|
Mauerkirchen / Österreich 40 km 14 Juli 2001
Der Wetterbericht sagte Hitze voraus, und ausnahmsweise hatte er recht. Obwohl es bei unserer Ankunft in
Mauerkirchen am Freitag noch nach Gewitter aussah, blieben wir verschont.
Die Voruntersuchung verlief zügig und ruhig, etwas weniger streng als in Deutschland.
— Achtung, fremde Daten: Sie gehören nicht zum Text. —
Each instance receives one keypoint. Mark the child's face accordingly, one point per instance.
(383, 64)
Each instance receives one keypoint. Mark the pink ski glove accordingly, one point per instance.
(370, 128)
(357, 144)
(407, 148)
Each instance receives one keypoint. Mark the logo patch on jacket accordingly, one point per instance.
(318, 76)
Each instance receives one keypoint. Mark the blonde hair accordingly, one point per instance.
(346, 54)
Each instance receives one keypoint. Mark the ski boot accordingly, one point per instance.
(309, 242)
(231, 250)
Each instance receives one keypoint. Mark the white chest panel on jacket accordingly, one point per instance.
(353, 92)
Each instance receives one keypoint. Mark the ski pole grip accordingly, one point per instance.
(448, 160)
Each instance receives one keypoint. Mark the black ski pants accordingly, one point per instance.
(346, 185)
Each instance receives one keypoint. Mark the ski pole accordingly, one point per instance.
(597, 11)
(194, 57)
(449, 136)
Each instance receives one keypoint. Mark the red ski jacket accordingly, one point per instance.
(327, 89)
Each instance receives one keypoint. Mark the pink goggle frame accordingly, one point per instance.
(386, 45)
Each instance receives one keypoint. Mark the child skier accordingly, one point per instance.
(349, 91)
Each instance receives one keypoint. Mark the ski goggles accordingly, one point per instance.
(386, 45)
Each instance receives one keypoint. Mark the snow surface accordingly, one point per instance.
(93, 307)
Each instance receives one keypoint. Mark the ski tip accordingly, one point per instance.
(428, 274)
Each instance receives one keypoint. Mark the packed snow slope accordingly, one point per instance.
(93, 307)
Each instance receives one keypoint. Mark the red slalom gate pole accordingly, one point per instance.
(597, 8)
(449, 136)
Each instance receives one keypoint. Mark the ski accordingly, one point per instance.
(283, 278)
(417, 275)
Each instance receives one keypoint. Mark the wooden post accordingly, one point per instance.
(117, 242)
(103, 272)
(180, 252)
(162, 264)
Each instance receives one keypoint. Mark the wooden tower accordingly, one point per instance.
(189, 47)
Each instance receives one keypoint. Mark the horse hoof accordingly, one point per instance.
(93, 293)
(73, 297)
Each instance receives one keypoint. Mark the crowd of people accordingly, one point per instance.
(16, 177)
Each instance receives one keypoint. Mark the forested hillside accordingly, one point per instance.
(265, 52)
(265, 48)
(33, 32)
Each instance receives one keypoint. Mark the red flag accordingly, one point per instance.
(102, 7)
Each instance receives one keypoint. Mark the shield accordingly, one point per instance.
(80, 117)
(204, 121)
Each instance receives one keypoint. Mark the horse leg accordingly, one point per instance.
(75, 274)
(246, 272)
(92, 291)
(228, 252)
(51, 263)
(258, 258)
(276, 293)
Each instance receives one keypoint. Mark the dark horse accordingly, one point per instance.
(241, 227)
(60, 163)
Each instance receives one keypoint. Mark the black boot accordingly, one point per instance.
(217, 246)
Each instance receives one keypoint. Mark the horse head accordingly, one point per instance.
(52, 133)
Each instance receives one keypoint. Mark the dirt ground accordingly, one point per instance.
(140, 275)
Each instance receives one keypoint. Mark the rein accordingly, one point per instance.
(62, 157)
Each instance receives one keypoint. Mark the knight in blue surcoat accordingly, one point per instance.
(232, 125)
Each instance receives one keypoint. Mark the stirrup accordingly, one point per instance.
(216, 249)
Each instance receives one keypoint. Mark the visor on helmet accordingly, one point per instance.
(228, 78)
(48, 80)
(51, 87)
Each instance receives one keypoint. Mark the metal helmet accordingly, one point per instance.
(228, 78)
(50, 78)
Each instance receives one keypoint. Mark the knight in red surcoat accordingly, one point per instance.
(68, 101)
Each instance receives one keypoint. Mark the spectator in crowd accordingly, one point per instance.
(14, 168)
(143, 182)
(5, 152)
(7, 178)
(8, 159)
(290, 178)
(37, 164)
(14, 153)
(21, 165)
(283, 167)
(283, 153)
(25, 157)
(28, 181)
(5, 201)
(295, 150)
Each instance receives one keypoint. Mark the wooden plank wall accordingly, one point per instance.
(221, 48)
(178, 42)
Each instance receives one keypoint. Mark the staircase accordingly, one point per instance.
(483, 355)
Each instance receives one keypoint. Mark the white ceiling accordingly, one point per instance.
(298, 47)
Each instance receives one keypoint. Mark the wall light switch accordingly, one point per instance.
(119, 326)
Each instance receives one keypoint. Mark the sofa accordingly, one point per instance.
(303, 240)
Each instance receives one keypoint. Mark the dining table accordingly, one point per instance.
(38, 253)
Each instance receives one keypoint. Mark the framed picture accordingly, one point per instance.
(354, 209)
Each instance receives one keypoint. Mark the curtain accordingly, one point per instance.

Von 18 Startern wurde nur einer im Gate wegen zu hoher Pulswerte herausgenommen.
Nach sehr genauer Streckenerklärung in der Vorbesprechung gingen wir gegen 23.30 Uhr ins Zelt. Leider wurde
noch bis 01.00 Uhr im Verpflegungsbereich Disco gemacht, was Reiter und Pferde lange wach hielt. Ab 01.30 kehrte
bis 04.30 Uhr Ruhe ein, dann standen die "120er" wieder auf...
Strahlender Sonnenschein und wolkenloser Himmel, um 06.00 Uhr bereits 21 Grad.
Um 08.00 Uhr mein erster "Massenstart" mit 18 Startern, die sich freiwillig in zwei Gruppen teilten.
Mein Versuch zwischen beiden Gruppen zu starten scheiterte kläglich, wir bretterten im Galopp wider Willen
los....
Nach 200 m wartete ich auf die zweite Gruppe, wir ritten dann zu acht und verritten uns gemeinsam erstmals nach
500 m. Der Umweg war ca. 1 km, der Veranstalter fuhr uns mit dem Auto hinterher um uns zu stoppen. Leider sollte
das nicht das einzige Mal bleiben, dass Markierungen "versteckt" angebracht waren, insgesamt verritten
wir uns 4 mal. Die Gruppe zog sich nicht - wie erhofft - auseinander, denn immer wenn sich jemand im gleichmäßigen
Trab absetzte, galoppierten (leider immer dieselben) nach und überholten unkontrolliert, so dass keine Ruhe
hineinkam.
Das erste Gate war nach 20 km, mittlerweile waren es 28 Grad im Schatten. Durch unterschiedliche Pulswerte und
Pause zog sich die Gruppe endlich auseinander, die zweite Runde war daher viel schöner zu reiten. Jetzt verritten
wir uns nur noch 2 mal kurz und endlich konnte ich auch was von der Landschaft sehen: flach, viele Wiesenwege,
kaum Asphalt oder harter Boden. Leider 3 Straßenüberquerungen, die uneinsichtig und nicht durch Posten
gesichert waren - zum Glück ist nichts passiert (weil Trosser sich als Verkehrsregler betätigten).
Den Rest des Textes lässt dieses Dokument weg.